Death and the Destroyer

THE EASIEST way of finding a mine-field is to steam into it, on the edge of night for choice, with a steep sea running, for that brings the bows down like a chopper on the detonating-horns. Some boats have enjoyed this experience and still live. There was one destroyer (and there may have been others since) who came through twenty-four hours of highly-compressed life. She had an idea that there was a mine-field somewhere about, and left her companions behind while she explored. The weather was dead calm, and she walked delicately. She saw one Scandinavian steamer blow up a couple of miles away, rescued the skipper and some hands; saw another neutral, which she could not reach till all was over, skied in another direction; and, between her life-saving efforts and her natural curiosity, got herself as thoroughly mixed up with the field as a camel among tent-ropes. A destroyer’s bows are very fine, and her sides are very straight. This causes her to cleave the wave with the minimum of disturbance, and this boat had no desire to cleave anything else. None the less, from time to time, she heard a mine grate, or tinkle, or jar (I could not arrive at the precise note it strikes, but they say it is unpleasant) on her plates. Sometimes she would be free of them for a long while, and began to hope she was clear. At other times they were numerous, but when at last she seemed to have worried out of the danger zone, lieutenant and sub together left the bridge for a cup of tea. (“In those days we took mines very seriously, you know.”) As they were in act to drink, they heard the hateful sound again just outside the wardroom, Both put their cups down with extreme care, little fingers extended (“We felt as if they might blow up, too”), and tip-toed on deck, where they met the foc’sle also on tip-toe. They pulled themselves together, and asked severely what the foc’sle thought it was doing. “Beg pardon, sir, but there’s another of those blighters tap-tapping alongside, our end.” They all waited and listened to their common coffin being nailed by Death himself. But the things bumped away. At this point they thought it only decent to invite the rescued skipper, warm and blanketed in one of their bunks, to step up and do any further perishing in the open.

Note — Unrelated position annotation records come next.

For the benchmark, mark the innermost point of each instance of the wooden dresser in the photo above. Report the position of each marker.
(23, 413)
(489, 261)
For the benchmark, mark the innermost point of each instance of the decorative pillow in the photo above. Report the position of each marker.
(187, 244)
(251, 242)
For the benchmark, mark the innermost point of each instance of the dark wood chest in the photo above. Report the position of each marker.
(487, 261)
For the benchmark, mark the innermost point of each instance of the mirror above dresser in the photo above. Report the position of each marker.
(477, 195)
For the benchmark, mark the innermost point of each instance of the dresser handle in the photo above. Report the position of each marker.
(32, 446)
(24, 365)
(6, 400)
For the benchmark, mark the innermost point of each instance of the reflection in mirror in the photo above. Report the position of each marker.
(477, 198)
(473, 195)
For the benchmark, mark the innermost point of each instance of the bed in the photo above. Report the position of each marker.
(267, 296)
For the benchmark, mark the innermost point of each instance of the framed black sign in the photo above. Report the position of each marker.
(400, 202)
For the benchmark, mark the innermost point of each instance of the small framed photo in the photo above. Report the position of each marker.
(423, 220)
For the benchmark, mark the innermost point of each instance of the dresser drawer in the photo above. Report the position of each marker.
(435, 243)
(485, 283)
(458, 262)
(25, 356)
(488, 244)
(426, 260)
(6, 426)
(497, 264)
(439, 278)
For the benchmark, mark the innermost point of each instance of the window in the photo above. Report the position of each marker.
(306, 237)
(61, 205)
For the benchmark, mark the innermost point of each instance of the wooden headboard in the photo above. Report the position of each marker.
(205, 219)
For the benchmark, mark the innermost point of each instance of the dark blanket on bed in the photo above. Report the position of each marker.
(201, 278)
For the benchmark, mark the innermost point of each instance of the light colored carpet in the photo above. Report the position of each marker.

“No, thank you,” said he. “Last time I was blown up in my bunk, too. That was all right. So I think, now, too, I stay in my bunk here. It is cold upstairs.”

Somehow or other they got out of the mess after all. “Yes, we used to take mines awfully seriously in those days. One comfort is, Fritz’ll take them seriously when he comes out. Fritz don’t like mines.”

“Who does?” I wanted to know.

“If you’d been here a little while ago, you’d seen a Commander come in with a big ’un slung under his counter. He brought the beastly thing in to analyse. The rest of his squadron followed at two-knot intervals, and everything in harbour that had steam up scattered.”